Every sound that comes out of your speakers or earbuds is a fabrication, an opinion, a choice. In reality, it always has been; it’s just that today, the actual number of available subjective choices you can make about each sound within each second, each song, and each album are infinite. Of course, on the technical side, we still have to get those ones and zeros into a container (CD, MP3, etc.) that only holds a certain number of ones and zeros, but that is a very small part of the overall picture.


The recording engineer today is really quite like a lighting designer. The job is to shine a light on the best part of the work and to carry a lantern through a musical journey for the listener to follow. The quality of that “light” is infinitely variable and completely subjective. There is formulaic music, and certainly, there are successful engineers who do the same thing over and over again, but the real appeal to me of audio engineering is lighting the path through each piece of music based on the piece itself, not on the needs of the marketplace or what has come before.


To say it differently, my job has always been to frame the art of other people. To draw your attention to the things I want you to see or hear without you being aware that I am even working.

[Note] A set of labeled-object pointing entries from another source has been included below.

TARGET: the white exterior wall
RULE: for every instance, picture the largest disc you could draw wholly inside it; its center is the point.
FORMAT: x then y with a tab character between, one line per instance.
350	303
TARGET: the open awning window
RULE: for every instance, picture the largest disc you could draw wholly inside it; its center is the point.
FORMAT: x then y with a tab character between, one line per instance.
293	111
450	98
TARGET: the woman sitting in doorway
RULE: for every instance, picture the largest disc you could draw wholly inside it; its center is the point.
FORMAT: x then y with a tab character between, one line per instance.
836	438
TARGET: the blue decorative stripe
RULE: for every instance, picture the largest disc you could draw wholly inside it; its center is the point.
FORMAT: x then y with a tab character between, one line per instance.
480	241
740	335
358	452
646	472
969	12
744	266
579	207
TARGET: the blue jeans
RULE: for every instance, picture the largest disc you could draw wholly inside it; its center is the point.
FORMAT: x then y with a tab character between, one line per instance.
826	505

In 2016 I started releasing my own music to the public. The winter of 2015/2016 was an odd time in my life during which some key things fell apart and some other things came together. The tools to make the kinds of music I had been dreaming of making landed in my lap at the exact moment I hit an enormous emotional upheaval. In a month, I wrote and recorded an album that would become “Abendromen.” I had no intention of putting it out as its purpose was a kind of personal therapy, but I was convinced otherwise by some people I trusted.

The idea of putting out an album immediately created a problem of perspective. Choosing to release the album meant asking people to look at me, not through my eyes or ears at another person’s art, but at me directly.

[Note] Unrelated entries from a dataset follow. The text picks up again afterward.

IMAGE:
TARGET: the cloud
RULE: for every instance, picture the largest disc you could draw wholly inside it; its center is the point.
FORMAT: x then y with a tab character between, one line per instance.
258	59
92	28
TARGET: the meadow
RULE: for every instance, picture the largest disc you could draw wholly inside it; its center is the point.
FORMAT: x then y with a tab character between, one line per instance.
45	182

I was completely unprepared to be put in a frame, even of my own making. I was unprepared to be visible. I turned down interviews, mailed only a few copies off to people at radio I knew from my work as an engineer and producer, and swept the real me into the corner while trying to celebrate the art creation of people with whom I was working. Having a light on me was terribly uncomfortable after spending so many years deliberately trying to be unseen and unheard.


But change is the constant, and I’m adapting. I’m making more and more of my own music, and I am both settling into the light of attention and embracing the role of light-bearer with my music.


I think I’ve always been trying to shine a path through; now I’m just doing it with my own notes and emotions.